When city girl Molly Bonner arrives in the village of Lufferton Boney, she creates quite a stir. With her non-country-style boots, determined manner and alluring looks, she sets off a wave of intrigue that ripples through the lives of everyone there, from Julie the barmaid at the Holly Bush to antiques dealer Dryden Fellows and Montmorency the cat.

For Molly is a girl on a mission: to discover the truth behind Lufferton Boney's most notorious resident, the giant (and slightly obscene) Gnome etched into the face of Pound Hill. And along the way, she has some personal demons to settle...

Kathryn - 4 Star

The Lovers of Pound Hill isn’t odd because of the subject matter (although it’s probably a little weird if you’re not from the UK) but odd because the characters are all a little bit quirky and stand out from each other- it’s not in many books that each character has a personal agenda and so vibrant a personality.

As a child I was taken to see many white horses, tall men and other such ancient displays across the English countryside so a gnome with a large appendage seemed perfectly within the realm of normal to me and I initially pictured the gnome a bit like the Cerne Abbas Giant in Dorset.  To be honest though, despite seeing all these amazing things as a child and teenager, I probably remember the picnics in fields and feeding nearby ponies more clearly so the fact that Cheek gave me a little bit of historical education and some information about archeological process (my sister holds a masters in Egyptology, you’d think I’d paid attention at some point) was a bonus.
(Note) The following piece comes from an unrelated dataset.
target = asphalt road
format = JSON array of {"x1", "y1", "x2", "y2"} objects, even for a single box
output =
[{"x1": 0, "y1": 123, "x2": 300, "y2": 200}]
The story surrounding the excavation of the gnome was well mapped out and in a small English village one would expect to find some “characters” but this one has its’ share and more- I particularly warmed to the local nobles, the pub owner and a cat named Montmorency.  Although I found the initial introduction to the villagers a bit confusing (there are at least three people whose first names start with D) they did quickly separate and become intriguing and I waited impatiently with them to find out what was beneath the gnome and the secrets it held.  One might be a little disappointed in the end results but once I really thought about the significance I had to accept that nothing more appropriate could possibly have been held in trust to the gnome and the village.

Thank you to Arrow for our review copy!